Anayasa Mahkemesi'nin adete bir temyiz mahkemesi gibi hareket ettiğini belirten Arınç, Balyoz davasında bu iki konu üzerinde yargılamanın yenilenmesi kararı verdiğine dikkati çekti. Arınç, konuşmasını şöyle sürdürdü:
"Dün de bildiğiniz gibi mahkemeler tüm sanıklar için tahliye kararı verdiler. Kimisi 5, kimisi 3 yıl sonra kimisi 2 yıl sonra kaldı ki her biri 20 yıl veya 18 yıla mahkum edilmişken, Anayasa Mahkemesi'nin bu kararıyla ve ilgili mahkemelerin de tahliye kararı vermesiyle davada tutuklu sanık kalmadı. Bu son yıllarda yaşanan önemli olaylardan, belki de çok önemli sonuçlar doğurabilecek olaylardan bir tanesidir. Kim karar verdi? Anayasa Mahkemesi. Ona bu yetkiyi kim vermiştir? 12 Eylül 2010'da referandumu yapılan anayasa değişikliği. Kim karşı çıkmıştı buna? CHP, MHP ve diğerleri. Bunu kim savunmuştu? AK Parti. Tarihin garip bir tecellisine bakın ki o gün 'Hayır' diyenler 'Ah ne iyiymiş, Allah senden razı olsun Anayasa Mahkemesi, sen olmasan halimiz ne olacaktı?' diye sevinç çığlıkları atıyorlar. Demek ki özgürlük, demokratikleşme böyle bir şey. O yüzden diktatörlüktü, demokraside geriye gidişti filan deyip, Başbakanımızı veya hükümeti suçlamaya kalkanlar Anayasa Mahkemesinin bu kararıyla ne kadar mahcup olsalar yeridir. İyi bir şey yapmışız. Vatandaşımızın haklarını korumaya yönelik, önemli bir anayasa değişikliği yapmışız. Millet bunu tasdik etmiş. Milletimize ve AK Parti'ye kim ne kadar teşekkür etse azdır."

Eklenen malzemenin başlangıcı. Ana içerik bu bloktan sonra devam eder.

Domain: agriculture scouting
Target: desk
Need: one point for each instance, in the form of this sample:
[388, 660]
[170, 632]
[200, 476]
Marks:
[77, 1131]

- "Kararlar Türk yargısı, siyaseti ve TSK için önemlidir"
Arınç, tutukluluk halinin istisna olması gerektiğini yıllardır söylediklerini, bu kapsamda da 6-7 ay öncesine kadar uzun tutukluluk sebebiyle de hak ihlali yapıldığını dile getirdiklerini belirterek, şunları kaydetti:
"Anayasa Mahkemesi, bildiğiniz gibi İlker Başbuğ başta olmak üzere bazı sanıkların da tahliyesine karar vermişti. Bunların içerisinde de 6 veya 7 tane milletvekili bulunmaktaydı. CHP'den 2 milletvekili ve BDP'den de 5 milletvekili olmak üzere MHP'den seçilen bir milletvekili de bu kapsamda dün tahliye edilmiş bulunuyor. Şüphesiz 12 Eylül Davası ve Balyoz davası diye bilinen davalarda verilen kararlar Türk yargısı, siyaseti ve TSK için önemlidir. Türkiye'de yargılamanın hangi koşullarda yapılması gerektiğini tekrar göz önüne almamız gerekiyor ve yargıda eğer devlete paralel bir yapılanma belli maksatlarla hareket etmiş ve bu kararları önümüze getirmişse o yapıyla da mücadele etmenin ne kadar doğru ne kadar haklı olduğunu gösteren bence önemli bir göstergedir."